Vou voltar a tratar alguns achados em minha leitura da Resolução CFM nº 2.454, meu olhar está em sua conexão com a Governança, pois é aí que tenho dedicado meus estudos, dois pontos chamam minha atenção:
1. Proteção de dados como condição de legitimidade
• A norma exige aderência rigorosa à Lei Geral de Proteção de Dados (LGPD), além de princípios como privacy by design.
• Isso conecta diretamente IA à gestão de riscos e a padrões como a ISO/IEC 27001.
• Sem segurança estruturada, não há legitimidade para uso clínico da IA.

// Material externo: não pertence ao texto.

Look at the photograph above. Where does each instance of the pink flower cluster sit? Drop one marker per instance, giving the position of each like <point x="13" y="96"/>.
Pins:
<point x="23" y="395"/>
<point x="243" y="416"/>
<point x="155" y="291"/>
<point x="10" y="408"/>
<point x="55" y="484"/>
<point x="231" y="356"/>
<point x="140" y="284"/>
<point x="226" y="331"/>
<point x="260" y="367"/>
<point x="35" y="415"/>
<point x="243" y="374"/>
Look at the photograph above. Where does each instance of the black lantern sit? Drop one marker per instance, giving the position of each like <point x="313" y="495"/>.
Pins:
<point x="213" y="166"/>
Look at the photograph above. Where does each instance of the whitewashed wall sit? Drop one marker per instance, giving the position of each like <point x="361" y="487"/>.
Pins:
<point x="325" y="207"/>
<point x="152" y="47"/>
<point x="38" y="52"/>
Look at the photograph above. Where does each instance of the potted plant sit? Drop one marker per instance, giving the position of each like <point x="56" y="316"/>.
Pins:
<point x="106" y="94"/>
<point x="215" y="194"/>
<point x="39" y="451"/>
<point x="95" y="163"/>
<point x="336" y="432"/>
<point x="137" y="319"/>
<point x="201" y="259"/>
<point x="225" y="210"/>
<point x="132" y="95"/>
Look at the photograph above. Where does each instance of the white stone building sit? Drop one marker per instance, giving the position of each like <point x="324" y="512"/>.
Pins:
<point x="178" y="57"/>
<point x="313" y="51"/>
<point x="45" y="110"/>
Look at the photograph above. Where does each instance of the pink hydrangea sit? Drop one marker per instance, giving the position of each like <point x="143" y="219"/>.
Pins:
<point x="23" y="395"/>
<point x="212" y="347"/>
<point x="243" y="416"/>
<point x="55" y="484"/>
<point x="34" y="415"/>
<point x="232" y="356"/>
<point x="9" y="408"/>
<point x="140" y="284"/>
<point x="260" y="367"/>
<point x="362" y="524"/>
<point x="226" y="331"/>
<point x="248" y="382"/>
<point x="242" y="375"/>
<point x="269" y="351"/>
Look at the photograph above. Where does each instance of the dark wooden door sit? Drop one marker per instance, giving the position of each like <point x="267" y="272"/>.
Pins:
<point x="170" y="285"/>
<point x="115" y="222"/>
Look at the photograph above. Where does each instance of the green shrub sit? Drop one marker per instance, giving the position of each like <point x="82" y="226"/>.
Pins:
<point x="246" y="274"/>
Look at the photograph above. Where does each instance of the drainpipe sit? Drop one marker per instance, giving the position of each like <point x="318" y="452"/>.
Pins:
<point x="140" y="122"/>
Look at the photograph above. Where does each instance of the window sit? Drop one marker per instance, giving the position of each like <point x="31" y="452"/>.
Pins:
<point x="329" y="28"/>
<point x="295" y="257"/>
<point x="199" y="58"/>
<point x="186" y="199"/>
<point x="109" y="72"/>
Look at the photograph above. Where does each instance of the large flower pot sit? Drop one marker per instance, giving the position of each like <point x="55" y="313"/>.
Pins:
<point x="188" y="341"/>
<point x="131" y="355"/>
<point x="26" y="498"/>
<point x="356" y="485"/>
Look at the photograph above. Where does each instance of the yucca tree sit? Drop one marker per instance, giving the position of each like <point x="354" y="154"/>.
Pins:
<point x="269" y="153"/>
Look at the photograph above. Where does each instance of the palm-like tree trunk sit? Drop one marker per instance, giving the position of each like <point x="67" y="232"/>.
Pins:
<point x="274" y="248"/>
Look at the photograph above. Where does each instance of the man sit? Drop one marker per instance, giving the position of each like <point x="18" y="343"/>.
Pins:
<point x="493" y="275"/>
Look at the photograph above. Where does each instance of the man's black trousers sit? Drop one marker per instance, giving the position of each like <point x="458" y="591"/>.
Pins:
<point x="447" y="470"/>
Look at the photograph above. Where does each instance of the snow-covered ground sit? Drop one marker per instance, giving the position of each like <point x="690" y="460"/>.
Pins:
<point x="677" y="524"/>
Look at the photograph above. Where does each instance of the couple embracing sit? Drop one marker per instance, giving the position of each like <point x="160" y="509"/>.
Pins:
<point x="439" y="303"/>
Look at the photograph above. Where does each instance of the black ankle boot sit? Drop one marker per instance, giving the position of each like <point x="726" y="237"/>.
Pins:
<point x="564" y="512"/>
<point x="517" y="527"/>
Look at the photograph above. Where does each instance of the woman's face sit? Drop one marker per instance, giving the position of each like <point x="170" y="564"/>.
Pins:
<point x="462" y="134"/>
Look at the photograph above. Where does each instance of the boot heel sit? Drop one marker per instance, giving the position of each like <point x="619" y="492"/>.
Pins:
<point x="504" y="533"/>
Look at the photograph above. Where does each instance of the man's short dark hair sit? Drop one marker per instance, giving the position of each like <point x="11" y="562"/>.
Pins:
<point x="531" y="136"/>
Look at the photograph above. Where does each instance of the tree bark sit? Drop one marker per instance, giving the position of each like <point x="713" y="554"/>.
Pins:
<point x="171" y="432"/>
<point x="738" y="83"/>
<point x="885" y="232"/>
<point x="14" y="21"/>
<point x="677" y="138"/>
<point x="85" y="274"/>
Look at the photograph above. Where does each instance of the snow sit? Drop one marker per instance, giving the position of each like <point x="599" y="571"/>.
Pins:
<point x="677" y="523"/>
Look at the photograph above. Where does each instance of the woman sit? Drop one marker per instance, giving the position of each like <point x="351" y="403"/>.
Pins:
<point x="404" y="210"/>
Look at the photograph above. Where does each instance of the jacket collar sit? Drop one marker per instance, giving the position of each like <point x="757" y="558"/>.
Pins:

2. Chatbots e risco institucional
• Sistemas com finalidade promocional ou mercantil na saúde também entram na classificação de risco.
• Um chatbot pode ser baixo risco.
• Mas se influencia decisão clínica, pode ser médio ou alto risco, exigindo validação e governança formal.
Vejo isso como um deslocamento da discussão de marketing digital para responsabilidade regulatória.
Ao acompanhar os achados da pesquisa feita pela FOLKS, não é dificil identificar que o desafio brasileiro não é tecnológico. É estrutural.
• Inventário de sistemas.
• Classificação de risco.
• Comissão formal.
• Capacitação para julgamento crítico, e a lista contínua…
Fique atento, a pergunta não será: “Vocês usam IA?”
Será: “Vocês conseguem demonstrar que governam adequadamente o que utilizam?”